Лин решительно взял ее за руку, и потащил куда-то в сторону, подальше от толпы, а Пятый остался стоять на месте. Вытащил сигареты, повертел в руках, сунул пачку обратно в карман. Через несколько минут из леса вышел Саб.
— А эти где? — спросил он с удивлением.
— Отношения выясняют, — вздохнул Пятый.
— На предмет чего?
— Эри не любит религию, у нее на то свои причины. А мы… словом, ты же всю историю знаешь сам. Мы ее оставили на Соде, где с религией было не очень хорошо. Она про это вспомнила в очередной раз, ну и вот. И нам врезала, и сама расстроилась.
Саб тяжело вздохнул, покачал головой.
— Религия — это страшная штука на самом деле, — произнес он. — Очень страшная.
— Почему? — с интересом спросил Пятый.
— Потому что старается подменить собой веру, — пожал плечами Саб. — Я, знаешь ли, и сам какое-то время…
— …работал богом смерти, и что с того? — Пятый нахмурился.
— Да то, что я имел счастье видеть, как это всё зарождается, и какие формы потом принимает. У нас последователи Яхве приносили человеческие жертвы, резали, убивали, да еще и лгали напропалую. А те, которые шли за нашим пантеоном… думаешь, они вели себя лучше? —
— А сам ты не хочешь рассказать? — спросил Пятый.
— Нет, не хочу, — покачал головой Саб. — И не буду. И не проси.[1]

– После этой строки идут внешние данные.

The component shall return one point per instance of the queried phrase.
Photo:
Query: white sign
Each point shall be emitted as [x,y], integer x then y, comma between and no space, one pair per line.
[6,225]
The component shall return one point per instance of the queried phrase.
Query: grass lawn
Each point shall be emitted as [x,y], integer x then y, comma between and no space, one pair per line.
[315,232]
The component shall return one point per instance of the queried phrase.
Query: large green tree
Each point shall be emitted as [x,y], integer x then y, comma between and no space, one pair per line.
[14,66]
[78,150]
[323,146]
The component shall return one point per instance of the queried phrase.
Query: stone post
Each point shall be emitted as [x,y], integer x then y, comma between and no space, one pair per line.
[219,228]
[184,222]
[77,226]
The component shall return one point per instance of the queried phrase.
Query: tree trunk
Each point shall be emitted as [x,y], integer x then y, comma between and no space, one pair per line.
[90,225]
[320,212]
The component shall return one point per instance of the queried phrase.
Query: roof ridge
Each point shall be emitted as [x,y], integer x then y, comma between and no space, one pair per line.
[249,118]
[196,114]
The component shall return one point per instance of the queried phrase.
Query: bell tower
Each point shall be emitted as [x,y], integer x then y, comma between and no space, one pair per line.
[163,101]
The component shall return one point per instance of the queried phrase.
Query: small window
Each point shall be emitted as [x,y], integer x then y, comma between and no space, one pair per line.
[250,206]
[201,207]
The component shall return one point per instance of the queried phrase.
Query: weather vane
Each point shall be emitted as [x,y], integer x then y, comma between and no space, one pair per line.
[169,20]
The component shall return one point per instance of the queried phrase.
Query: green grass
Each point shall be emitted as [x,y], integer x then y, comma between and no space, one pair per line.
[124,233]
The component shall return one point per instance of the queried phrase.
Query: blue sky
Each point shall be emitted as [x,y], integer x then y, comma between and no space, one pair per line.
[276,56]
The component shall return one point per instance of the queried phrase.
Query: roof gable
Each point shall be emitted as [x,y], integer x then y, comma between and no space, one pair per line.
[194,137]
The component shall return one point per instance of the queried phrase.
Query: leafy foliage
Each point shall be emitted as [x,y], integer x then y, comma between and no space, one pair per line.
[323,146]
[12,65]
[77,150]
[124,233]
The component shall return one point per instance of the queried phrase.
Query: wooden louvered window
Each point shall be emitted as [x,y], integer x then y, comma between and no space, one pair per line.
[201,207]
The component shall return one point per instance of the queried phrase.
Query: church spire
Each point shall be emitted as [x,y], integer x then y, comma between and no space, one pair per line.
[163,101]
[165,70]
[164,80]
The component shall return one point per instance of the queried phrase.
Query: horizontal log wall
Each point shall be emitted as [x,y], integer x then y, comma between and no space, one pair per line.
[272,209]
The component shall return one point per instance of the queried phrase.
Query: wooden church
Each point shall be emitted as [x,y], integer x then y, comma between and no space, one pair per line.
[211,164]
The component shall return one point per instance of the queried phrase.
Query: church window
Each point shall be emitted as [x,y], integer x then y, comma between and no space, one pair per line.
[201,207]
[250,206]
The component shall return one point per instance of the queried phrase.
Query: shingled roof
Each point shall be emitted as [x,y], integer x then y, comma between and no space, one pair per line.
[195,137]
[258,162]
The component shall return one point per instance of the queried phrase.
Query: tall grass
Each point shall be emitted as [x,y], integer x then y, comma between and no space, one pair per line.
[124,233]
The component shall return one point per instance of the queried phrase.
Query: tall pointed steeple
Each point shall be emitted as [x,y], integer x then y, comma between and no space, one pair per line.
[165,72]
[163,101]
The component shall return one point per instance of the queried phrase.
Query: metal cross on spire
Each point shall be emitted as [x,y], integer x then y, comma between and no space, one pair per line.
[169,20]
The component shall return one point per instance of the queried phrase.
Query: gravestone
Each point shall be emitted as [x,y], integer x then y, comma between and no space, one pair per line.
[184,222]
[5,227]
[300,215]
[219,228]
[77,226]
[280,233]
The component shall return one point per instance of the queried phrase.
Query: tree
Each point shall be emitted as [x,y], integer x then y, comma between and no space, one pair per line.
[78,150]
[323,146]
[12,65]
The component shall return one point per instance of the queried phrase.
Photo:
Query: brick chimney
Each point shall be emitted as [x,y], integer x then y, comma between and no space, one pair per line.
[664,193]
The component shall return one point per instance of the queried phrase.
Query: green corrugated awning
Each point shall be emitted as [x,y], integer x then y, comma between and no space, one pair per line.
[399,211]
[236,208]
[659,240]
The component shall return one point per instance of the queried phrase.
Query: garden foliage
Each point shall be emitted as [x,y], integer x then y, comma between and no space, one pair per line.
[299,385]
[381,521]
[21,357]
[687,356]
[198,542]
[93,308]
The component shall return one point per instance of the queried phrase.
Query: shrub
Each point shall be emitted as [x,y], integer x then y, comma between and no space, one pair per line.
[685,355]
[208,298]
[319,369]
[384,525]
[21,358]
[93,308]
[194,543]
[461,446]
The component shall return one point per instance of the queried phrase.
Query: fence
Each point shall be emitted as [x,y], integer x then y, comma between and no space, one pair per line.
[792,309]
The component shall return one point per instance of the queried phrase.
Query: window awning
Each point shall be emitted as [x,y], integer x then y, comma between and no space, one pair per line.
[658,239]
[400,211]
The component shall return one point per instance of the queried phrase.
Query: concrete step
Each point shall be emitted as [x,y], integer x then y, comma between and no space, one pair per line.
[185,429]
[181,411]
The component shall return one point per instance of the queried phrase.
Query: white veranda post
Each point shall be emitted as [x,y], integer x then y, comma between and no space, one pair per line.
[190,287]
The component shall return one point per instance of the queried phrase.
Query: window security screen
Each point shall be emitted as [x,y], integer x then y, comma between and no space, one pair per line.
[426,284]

— Ладно, — сдался Пятый. — Слушай, я пойду, покурю, и приведу этих ненормальных. Нашли, блин, время и место для выяснения.
* * *
Вернулись они втроем спустя пятнадцать минут — служба к тому времени уже давно началась. Эти пятнадцать минут они провели, сидя на бревнышке, и утешая Эри, которая, по ее словам, «что-то расклеилась», но, выкурив две сигареты подряд, все-таки нашла в себе силы успокоиться и собраться. Шилд, разумеется, тоже активно принимал участие в утешении хозяйки: забрался к ней на руки, урчал, бодал головой её подбородок, а под конец развернулся, и Эри получила по лицу несколько раз хвостом, что насмешило сперва её саму, а потом и Лина с Пятым, которые попытались спихнуть кота, но кот спихиваться не пожелал категорически, и принялся полушутя полусерьезно от них обороняться, махая лапами и шипя. В результате вся компания пришла в нормальное расположение духа, и к Сабу явилась уже во вполне хорошем настроении.
— Ну, чего тут? — спросил, подходя к Сабу, Лин.
— Всё спокойно, — ответил Саб. — Служат. Надо сказать, это совсем не похоже на то, что я до этого видел.
— Почему? — удивилась Эри.
— Сама посмотри, поймешь. Очень многое зависит от того, каким своего бога видит тот, кто в него верит.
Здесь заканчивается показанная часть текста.